Please help if you can. My A.palmatum 'Kinshi', grown in a large pot, suffered a watering disaster during last year's French drought. The drought is over (oh boy! that's an understatement!), but my tree is in a very poor way. I thought it was stone dead, but spring has brought strong shoots of growth at the tips of a couple of the higher branches and from the trunk just above the graft. My tree clearly wants to live, but what can I do to help it? Cut back 'dead' branches to the trunk, or leave them to see if any more growth appears? Re-pot? Feed? Anything else I can do to stimulate re-growth? (I realise a decent shape may be a while in coming.) Sun? Shade? All advice gratefully received - thank you!
Can you give us a picture Chris? It sounds like it's been through the wars -- and last year plus the past winter certainly was -- but will recover. I'd suggest cutting off wood that is obviously dead, when you scratch it under the bark is brown, not green.
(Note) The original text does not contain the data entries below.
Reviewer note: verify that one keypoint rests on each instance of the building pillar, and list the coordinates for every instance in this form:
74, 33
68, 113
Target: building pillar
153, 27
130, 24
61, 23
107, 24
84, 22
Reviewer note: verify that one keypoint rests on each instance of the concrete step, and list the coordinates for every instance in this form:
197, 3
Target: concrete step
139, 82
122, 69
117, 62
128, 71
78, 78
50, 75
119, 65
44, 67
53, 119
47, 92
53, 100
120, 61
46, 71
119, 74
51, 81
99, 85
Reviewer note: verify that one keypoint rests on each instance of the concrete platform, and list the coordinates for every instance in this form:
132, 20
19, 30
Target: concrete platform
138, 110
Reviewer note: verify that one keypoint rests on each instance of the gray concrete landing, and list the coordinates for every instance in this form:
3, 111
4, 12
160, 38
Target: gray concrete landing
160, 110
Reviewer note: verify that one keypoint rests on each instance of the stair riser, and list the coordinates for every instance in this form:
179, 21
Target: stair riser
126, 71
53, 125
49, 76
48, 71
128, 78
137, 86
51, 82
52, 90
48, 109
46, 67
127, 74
It's hard to say if it will come back from the base and the top at the same time, but if the growth on top is strong enough you might want to leave it. Only dappled sun, no direct sun for now. Don't over water. Best, -E
I second what Emery wrote. I often use "Solabiol - stimulateur racinaire" on plants that need to recover.
Sorry to be slow to reply to you both. I've tried (and failed!) to get a decent picture of this tree, now planted in a Favoured Spot. Here is a bad picture, sorry, especially for the riot of wildflowers. The growing bits are out along branches higher up on the right-hand side, and lower down on the left. Chris
Hmm, that upload didn't go well now, did it?! I've watched the 'help' video, and now I will try again.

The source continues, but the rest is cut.